Stanford researchers recently conducted field tests alongside longitudinal analyses of their personal journeys and interpersonal interactions and published their study in Technology, Mind, and Behavior. There were moments of awe and unsettlement, caution recommended for prolonged headset use, and a call for a longer-term assessment.
Pros and Cons
Researchers engaged in various activities, including conversations, walking outdoors, playing games, and eating and cooking food. For safety reasons, a chaperone not wearing a headset was always present. They found it enjoyable; some said it was “mind-blowing,” and the color, visuals, and making things disappear were mentioned, as well as the fact that our eyes and brain typically can’t tell the difference.

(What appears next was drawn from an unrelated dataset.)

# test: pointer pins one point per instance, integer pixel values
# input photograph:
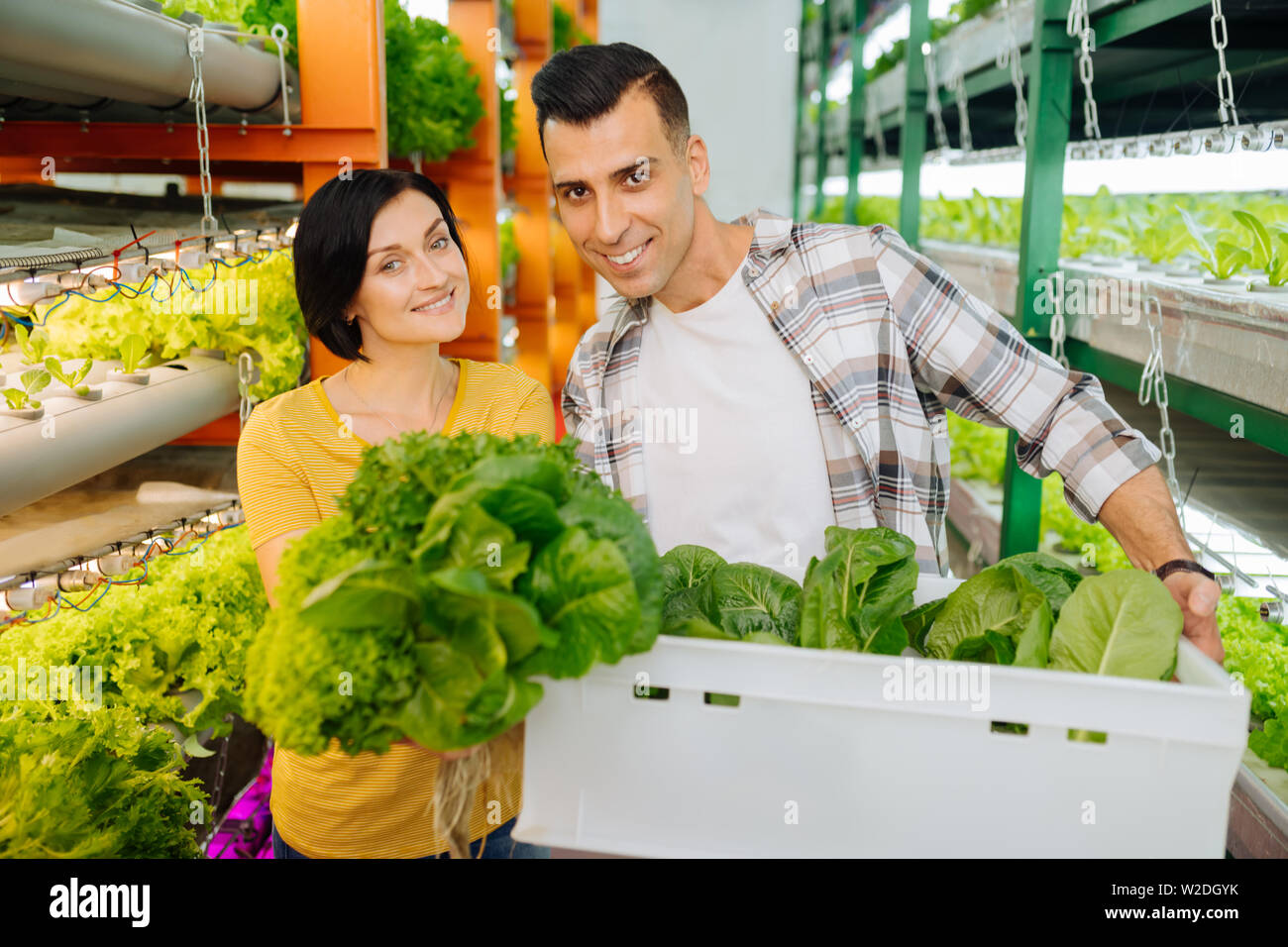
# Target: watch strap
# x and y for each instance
(1180, 566)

The longer they were immersed in passthrough video, the more imperfections became apparent that impacted how they felt, and that would pose problems for frequent headset wearing. For example, peripheral vision is lost, so they take in half of what humans typically see, and the system is no match for the sharpness of natural vision. Distortion and a just-noticeable lag in the display change occur when users move their heads to a new view. These issues caused underestimating distances to objects—a potential concern in several real-life scenarios. People also experienced simulator sickness, a motion sickness long-documented in virtual reality and first-person gaming.
Given their experiences, the Stanford researchers recommend that mixed reality headset users proceed cautiously as they adjust rather than dive into day-long binges.